The stylish brochure gives a hint of adventure: the exotic and inscrutable sphinx; the game little car ploughing its way through tough terrain; the ancient scarab symbol of immortality, resurrection, transformation and protection.

Not so. The Rover Scarab was rightly given short shrift by dealers when it was shown at the 1931 Olympia and Scottish Shows by a company that had up to then a proud history of making mid-sized middle-of-the-range products for solid upright citizens.  It used a tiny V-twin air-cooled engine of only 839 cc, mounted at the rear of a ladder chassis with independent suspension by coil springs on sliding pillars at the front and by a coil spring swing axle arrangement at the rear. So why does our Snapshot show a glimpse of a proper Rover radiator up front?  Because it is a dummy – no doubt to maintain the link to the conventional members of the Rover range.

It was billed as a full four-seater convertible and Rover intended to sell it at £85.  But it was plagued with overheating, noise and roughness from the engine.

Fortunately for Rover, sanity prevailed and the car was quietly dropped.  But not before the company created this brochure, which exuded confidence in the qualities of the little car.  Some extracts from the blurb give evidence of the copywriter’s art, under the heading of “The car that will bring happy memories for millions”.

“Here is a car that you will love to own!  It is new, gloriously new in every detail.  It revolutionizes all your preconceived ideas of motor car design, asks nothing from the mandarins of design who insist that theirs is an undeviating convention to be followed, and yet it gives you efficient personal transport at a price that is amazing”; “Thousands of new motorists will choose the Scarab as their first car.”  Hmm.
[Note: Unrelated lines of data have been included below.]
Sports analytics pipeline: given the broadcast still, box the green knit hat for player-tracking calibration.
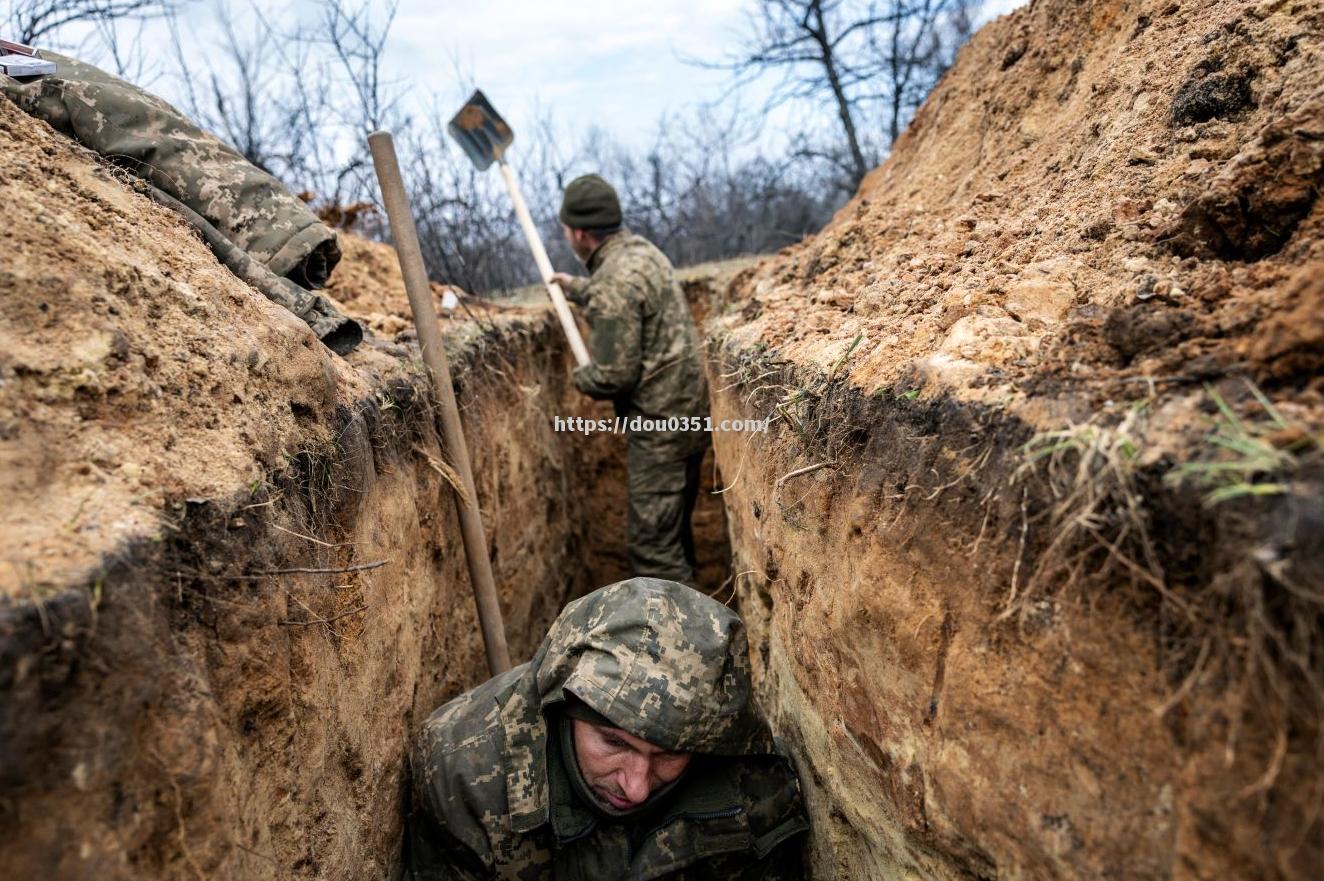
[561,175,621,229]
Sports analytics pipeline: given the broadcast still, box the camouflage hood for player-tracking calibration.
[500,578,775,829]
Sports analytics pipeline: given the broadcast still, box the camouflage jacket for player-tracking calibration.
[0,50,361,354]
[406,578,808,881]
[567,229,708,471]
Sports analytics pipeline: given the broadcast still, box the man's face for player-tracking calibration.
[573,719,690,811]
[561,224,597,264]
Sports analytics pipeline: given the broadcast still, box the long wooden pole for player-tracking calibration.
[368,131,510,676]
[497,159,589,367]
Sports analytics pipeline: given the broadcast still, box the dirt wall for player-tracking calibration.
[710,0,1324,880]
[0,101,624,880]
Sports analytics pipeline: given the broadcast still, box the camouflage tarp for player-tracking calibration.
[0,50,361,354]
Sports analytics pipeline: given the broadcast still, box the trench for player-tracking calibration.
[0,259,1309,881]
[0,275,728,880]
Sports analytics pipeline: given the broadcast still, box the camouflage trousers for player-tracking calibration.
[625,449,706,587]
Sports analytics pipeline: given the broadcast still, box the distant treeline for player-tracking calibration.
[10,0,980,291]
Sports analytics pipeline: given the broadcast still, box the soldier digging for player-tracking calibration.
[552,175,708,584]
[406,578,808,881]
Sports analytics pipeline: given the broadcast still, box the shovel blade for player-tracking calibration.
[446,90,515,171]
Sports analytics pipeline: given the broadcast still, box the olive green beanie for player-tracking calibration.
[561,175,621,229]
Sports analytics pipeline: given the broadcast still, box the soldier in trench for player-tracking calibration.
[553,175,708,584]
[405,578,808,881]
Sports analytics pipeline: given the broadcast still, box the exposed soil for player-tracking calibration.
[710,0,1324,878]
[0,101,632,880]
[0,0,1324,881]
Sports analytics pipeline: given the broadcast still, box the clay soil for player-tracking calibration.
[0,0,1324,881]
[710,0,1324,878]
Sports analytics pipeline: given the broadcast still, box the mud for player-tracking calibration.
[0,0,1324,881]
[0,92,643,878]
[710,0,1324,881]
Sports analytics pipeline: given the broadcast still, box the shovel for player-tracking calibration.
[448,91,589,367]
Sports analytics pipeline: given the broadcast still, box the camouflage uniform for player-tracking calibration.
[565,231,708,584]
[0,50,363,354]
[406,578,808,881]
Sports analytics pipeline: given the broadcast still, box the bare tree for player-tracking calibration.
[691,0,981,185]
[4,0,187,42]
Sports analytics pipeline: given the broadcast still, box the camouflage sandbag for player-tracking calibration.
[0,50,361,354]
[139,184,363,355]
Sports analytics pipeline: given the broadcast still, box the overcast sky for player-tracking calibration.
[44,0,1025,153]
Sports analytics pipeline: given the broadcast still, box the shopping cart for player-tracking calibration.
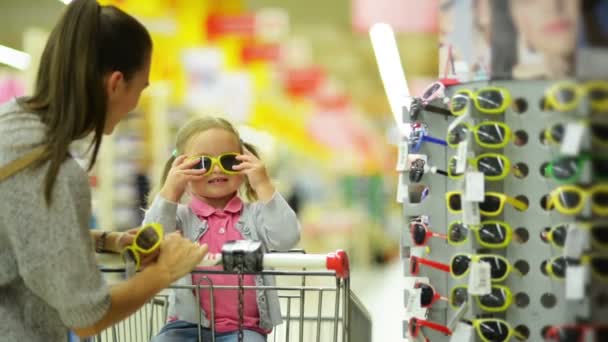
[94,250,371,342]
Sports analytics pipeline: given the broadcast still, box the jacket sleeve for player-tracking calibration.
[143,195,182,233]
[255,191,301,251]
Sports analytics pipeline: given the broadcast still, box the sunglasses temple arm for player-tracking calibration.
[416,258,450,273]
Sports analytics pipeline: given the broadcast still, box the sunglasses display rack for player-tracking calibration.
[397,81,608,342]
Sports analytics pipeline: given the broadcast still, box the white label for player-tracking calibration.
[566,265,587,300]
[395,140,409,172]
[561,122,586,156]
[468,261,492,296]
[463,171,485,202]
[450,322,475,342]
[462,201,480,224]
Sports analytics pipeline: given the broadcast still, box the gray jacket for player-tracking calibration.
[144,192,300,329]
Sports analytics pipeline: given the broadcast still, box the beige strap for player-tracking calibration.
[0,146,45,182]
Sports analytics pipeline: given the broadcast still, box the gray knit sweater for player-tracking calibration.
[0,101,110,342]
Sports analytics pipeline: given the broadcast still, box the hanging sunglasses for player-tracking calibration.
[545,81,608,112]
[447,221,513,249]
[408,122,447,153]
[450,87,511,115]
[122,223,164,270]
[463,318,526,342]
[407,317,452,337]
[544,324,608,342]
[410,221,447,246]
[547,183,608,216]
[448,153,511,181]
[187,152,240,175]
[449,285,513,312]
[446,121,511,149]
[545,153,608,183]
[445,191,528,216]
[450,253,517,282]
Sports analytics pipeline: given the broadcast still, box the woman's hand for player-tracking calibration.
[233,147,275,202]
[151,232,208,285]
[160,155,206,203]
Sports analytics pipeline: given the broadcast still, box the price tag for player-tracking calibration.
[450,322,475,342]
[469,261,492,296]
[463,171,485,202]
[462,201,480,224]
[566,265,587,300]
[564,224,589,259]
[395,139,409,172]
[560,122,587,156]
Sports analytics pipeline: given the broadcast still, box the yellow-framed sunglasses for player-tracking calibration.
[450,253,520,282]
[122,223,164,270]
[450,87,511,115]
[186,152,240,175]
[448,153,511,181]
[448,284,513,312]
[445,191,528,216]
[545,81,608,112]
[462,318,527,342]
[446,221,513,249]
[446,121,512,149]
[547,183,608,216]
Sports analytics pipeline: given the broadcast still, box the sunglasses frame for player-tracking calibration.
[447,152,511,181]
[450,87,511,116]
[446,220,513,249]
[445,121,512,149]
[448,284,513,313]
[547,183,608,216]
[445,191,528,217]
[186,152,240,175]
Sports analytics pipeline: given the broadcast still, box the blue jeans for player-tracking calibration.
[150,321,266,342]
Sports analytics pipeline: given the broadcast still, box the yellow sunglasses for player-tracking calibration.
[547,183,608,216]
[446,121,512,148]
[448,153,511,181]
[449,285,513,312]
[445,191,528,216]
[187,152,240,175]
[446,221,513,249]
[122,223,164,270]
[450,87,511,115]
[545,81,608,112]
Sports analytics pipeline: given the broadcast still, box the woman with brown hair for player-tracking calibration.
[0,0,207,341]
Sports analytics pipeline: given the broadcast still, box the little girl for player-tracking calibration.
[144,117,300,342]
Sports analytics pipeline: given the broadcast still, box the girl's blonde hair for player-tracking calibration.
[154,116,259,202]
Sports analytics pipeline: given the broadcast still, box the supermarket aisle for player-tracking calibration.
[351,260,405,342]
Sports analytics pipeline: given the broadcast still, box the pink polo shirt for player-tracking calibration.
[190,196,268,334]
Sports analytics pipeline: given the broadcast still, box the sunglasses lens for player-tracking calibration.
[448,194,462,211]
[477,123,507,145]
[220,154,239,171]
[477,156,506,177]
[477,89,505,110]
[417,283,435,307]
[479,195,501,213]
[450,93,469,112]
[450,287,469,307]
[448,124,469,145]
[481,256,509,279]
[551,226,568,247]
[479,223,507,245]
[479,320,509,342]
[479,287,507,309]
[448,222,469,242]
[451,254,471,277]
[135,226,160,250]
[552,157,578,180]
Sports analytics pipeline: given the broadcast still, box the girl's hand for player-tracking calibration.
[160,155,206,203]
[233,147,275,202]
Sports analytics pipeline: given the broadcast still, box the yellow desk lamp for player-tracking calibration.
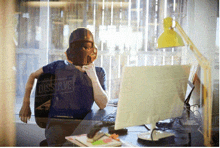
[158,17,212,146]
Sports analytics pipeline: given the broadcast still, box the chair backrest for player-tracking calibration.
[34,73,55,128]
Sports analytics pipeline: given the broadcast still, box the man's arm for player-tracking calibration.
[19,68,43,123]
[83,63,108,109]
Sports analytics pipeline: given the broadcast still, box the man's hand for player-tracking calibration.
[82,63,98,81]
[19,103,31,123]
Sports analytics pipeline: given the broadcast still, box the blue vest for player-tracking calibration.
[43,60,106,119]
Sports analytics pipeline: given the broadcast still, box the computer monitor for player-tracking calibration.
[115,65,190,140]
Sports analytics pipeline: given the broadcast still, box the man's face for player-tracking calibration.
[68,41,97,65]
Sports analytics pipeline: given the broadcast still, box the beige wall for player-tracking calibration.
[0,0,16,146]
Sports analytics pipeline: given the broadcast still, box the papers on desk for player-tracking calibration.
[65,134,122,147]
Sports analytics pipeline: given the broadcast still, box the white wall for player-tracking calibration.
[186,0,219,125]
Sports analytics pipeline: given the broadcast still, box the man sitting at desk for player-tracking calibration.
[19,28,108,146]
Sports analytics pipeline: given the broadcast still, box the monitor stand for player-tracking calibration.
[138,123,175,141]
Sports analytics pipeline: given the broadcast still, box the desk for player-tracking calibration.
[63,105,203,147]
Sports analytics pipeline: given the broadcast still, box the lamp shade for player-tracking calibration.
[157,29,184,48]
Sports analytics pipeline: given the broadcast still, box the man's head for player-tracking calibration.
[66,28,97,66]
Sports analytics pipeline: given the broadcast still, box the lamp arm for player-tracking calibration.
[175,21,210,67]
[175,21,212,146]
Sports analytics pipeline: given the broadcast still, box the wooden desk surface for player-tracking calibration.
[61,105,202,147]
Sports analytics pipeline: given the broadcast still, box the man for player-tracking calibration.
[19,28,108,146]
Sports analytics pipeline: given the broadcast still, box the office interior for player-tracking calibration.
[0,0,219,146]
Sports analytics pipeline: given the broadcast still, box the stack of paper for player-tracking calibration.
[66,134,122,147]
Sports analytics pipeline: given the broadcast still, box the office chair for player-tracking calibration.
[34,73,55,146]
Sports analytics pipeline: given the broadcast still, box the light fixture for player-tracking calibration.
[157,17,184,48]
[158,17,212,146]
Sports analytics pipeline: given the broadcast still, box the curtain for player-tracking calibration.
[0,0,15,146]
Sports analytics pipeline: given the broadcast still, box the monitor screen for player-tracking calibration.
[115,65,190,129]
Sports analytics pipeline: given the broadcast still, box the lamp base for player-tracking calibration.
[138,130,175,141]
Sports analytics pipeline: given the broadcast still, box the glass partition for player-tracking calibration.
[14,0,187,114]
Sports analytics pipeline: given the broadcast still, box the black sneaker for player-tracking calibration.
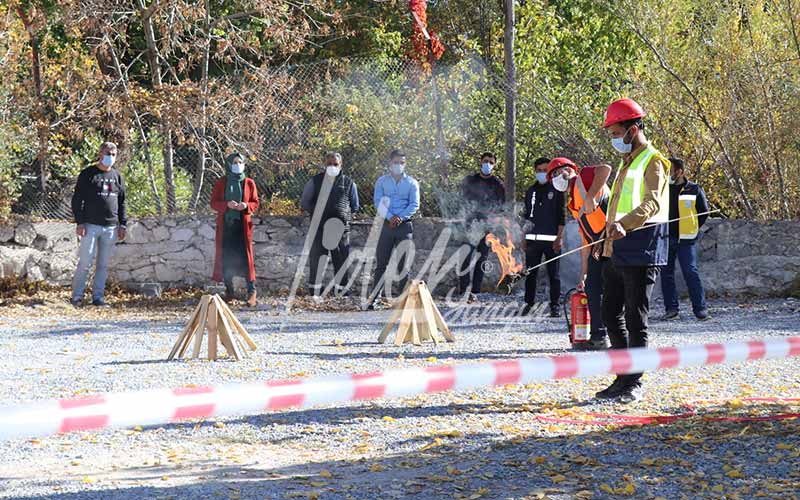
[660,311,680,321]
[617,382,644,405]
[694,309,711,321]
[594,375,625,399]
[581,337,610,351]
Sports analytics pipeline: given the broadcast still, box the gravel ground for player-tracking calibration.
[0,296,800,500]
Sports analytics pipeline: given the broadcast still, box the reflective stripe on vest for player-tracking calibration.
[525,234,556,241]
[609,146,669,224]
[678,194,700,240]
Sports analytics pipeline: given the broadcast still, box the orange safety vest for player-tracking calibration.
[567,167,609,243]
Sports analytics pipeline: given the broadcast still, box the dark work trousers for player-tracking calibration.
[222,219,256,295]
[661,238,707,314]
[458,235,490,293]
[308,228,350,295]
[525,241,561,308]
[375,221,414,296]
[603,260,659,384]
[586,255,608,340]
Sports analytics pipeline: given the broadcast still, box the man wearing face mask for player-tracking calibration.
[211,153,259,307]
[459,152,506,302]
[369,150,419,308]
[547,157,611,350]
[597,99,670,403]
[522,158,566,318]
[70,142,128,307]
[661,158,709,321]
[300,151,359,297]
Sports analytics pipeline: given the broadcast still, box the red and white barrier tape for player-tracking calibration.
[0,336,800,441]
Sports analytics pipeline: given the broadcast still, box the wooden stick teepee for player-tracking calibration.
[378,280,456,346]
[167,295,256,361]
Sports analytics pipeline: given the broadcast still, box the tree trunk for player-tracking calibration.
[106,33,164,217]
[192,0,211,211]
[605,3,755,219]
[17,7,50,193]
[139,0,177,214]
[505,0,517,205]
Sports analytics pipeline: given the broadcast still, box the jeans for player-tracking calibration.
[525,241,561,308]
[308,230,350,295]
[458,236,490,293]
[586,256,608,340]
[603,260,659,384]
[661,239,707,314]
[72,224,117,301]
[375,221,414,296]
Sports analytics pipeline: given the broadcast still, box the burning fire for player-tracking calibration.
[486,229,522,286]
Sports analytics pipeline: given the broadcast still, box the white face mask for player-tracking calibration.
[611,129,633,154]
[389,163,406,175]
[553,175,569,193]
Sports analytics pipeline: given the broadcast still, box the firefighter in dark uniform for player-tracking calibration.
[547,158,611,350]
[459,152,506,302]
[300,152,359,298]
[522,158,566,318]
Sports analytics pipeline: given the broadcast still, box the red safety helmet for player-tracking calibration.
[547,156,580,181]
[603,99,645,128]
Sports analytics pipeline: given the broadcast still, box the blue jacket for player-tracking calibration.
[374,174,419,221]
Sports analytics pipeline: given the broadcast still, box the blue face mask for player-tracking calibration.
[389,163,406,176]
[611,129,633,154]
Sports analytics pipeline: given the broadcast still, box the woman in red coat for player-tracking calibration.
[211,153,258,306]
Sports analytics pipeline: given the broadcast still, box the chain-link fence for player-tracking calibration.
[12,53,504,219]
[12,51,620,223]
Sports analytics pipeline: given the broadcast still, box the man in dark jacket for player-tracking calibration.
[70,142,128,307]
[522,158,566,318]
[300,152,359,297]
[661,158,709,321]
[459,152,506,302]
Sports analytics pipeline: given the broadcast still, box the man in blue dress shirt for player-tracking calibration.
[370,150,419,308]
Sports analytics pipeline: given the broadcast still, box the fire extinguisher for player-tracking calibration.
[564,288,592,347]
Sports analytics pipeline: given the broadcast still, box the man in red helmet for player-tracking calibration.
[547,157,611,350]
[597,99,670,403]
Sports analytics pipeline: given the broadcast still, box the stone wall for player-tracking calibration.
[0,217,800,296]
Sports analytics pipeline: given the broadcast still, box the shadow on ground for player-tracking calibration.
[0,405,800,500]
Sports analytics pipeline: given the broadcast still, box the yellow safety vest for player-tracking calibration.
[609,145,669,224]
[678,189,700,240]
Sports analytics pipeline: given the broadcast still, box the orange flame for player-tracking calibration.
[486,229,522,285]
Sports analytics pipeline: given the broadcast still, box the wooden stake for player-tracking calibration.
[167,295,256,361]
[378,280,455,346]
[420,283,456,342]
[167,301,202,361]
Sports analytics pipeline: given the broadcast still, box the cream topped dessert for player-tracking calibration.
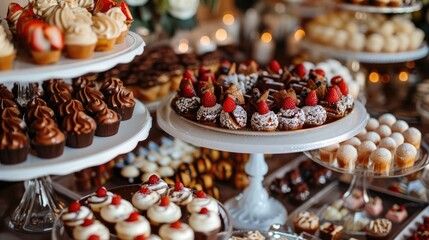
[131,187,161,211]
[115,212,150,239]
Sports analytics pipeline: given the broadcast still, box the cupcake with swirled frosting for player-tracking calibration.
[62,111,97,148]
[65,23,98,59]
[106,7,128,44]
[92,13,121,51]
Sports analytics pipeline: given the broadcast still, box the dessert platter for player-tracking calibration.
[52,182,232,240]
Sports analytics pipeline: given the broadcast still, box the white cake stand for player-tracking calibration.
[157,95,367,230]
[0,32,152,233]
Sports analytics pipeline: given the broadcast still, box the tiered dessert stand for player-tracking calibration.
[157,94,367,230]
[0,32,152,232]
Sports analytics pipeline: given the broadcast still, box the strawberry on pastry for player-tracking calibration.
[220,95,247,129]
[250,91,279,132]
[197,88,222,126]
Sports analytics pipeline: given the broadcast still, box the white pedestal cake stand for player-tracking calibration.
[157,95,367,230]
[0,32,152,232]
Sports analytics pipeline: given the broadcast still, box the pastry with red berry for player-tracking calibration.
[302,90,327,127]
[172,78,200,120]
[277,97,305,131]
[159,221,195,240]
[115,212,150,240]
[386,204,408,223]
[219,95,247,130]
[250,91,279,132]
[320,88,346,121]
[73,218,110,240]
[197,88,222,126]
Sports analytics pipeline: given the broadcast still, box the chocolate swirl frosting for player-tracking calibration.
[100,77,124,96]
[0,132,28,149]
[32,127,66,145]
[95,107,120,124]
[58,99,85,117]
[62,111,97,134]
[108,88,135,109]
[76,87,104,105]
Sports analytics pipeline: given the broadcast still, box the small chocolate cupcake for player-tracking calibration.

The Rover company’s origins date to the firm founded in 1877 by John Kemp Starley and his partner William Sutton to build bicycles in Coventry.  The Rover name first appeared in 1884 on a tricycle, but in 1885 Starley produced the Rover Safety Bicycle.  Its two similar-sized wheels made it more stable than the existing ‘ordinary’ bicycles that needed enormous front wheels to provide forward motion at a reasonable pedal speed – the new chain drive creating the essential ratio between pedal and wheel rotation.  This was the template for every subsequent bicycle ever made.  Indeed, Cycling magazine stated that the Rover had “set the pattern to the world”, and the phrase was used in Rover bicycle advertising for many years.

After Starley’s sudden death in 1901 the company started to make motorcycles and cars, and produced in its heyday such famous and successful cars as the P4, P5 and P6.  Thank goodness the Scarab did not cut short that honourable history in the early 1930s.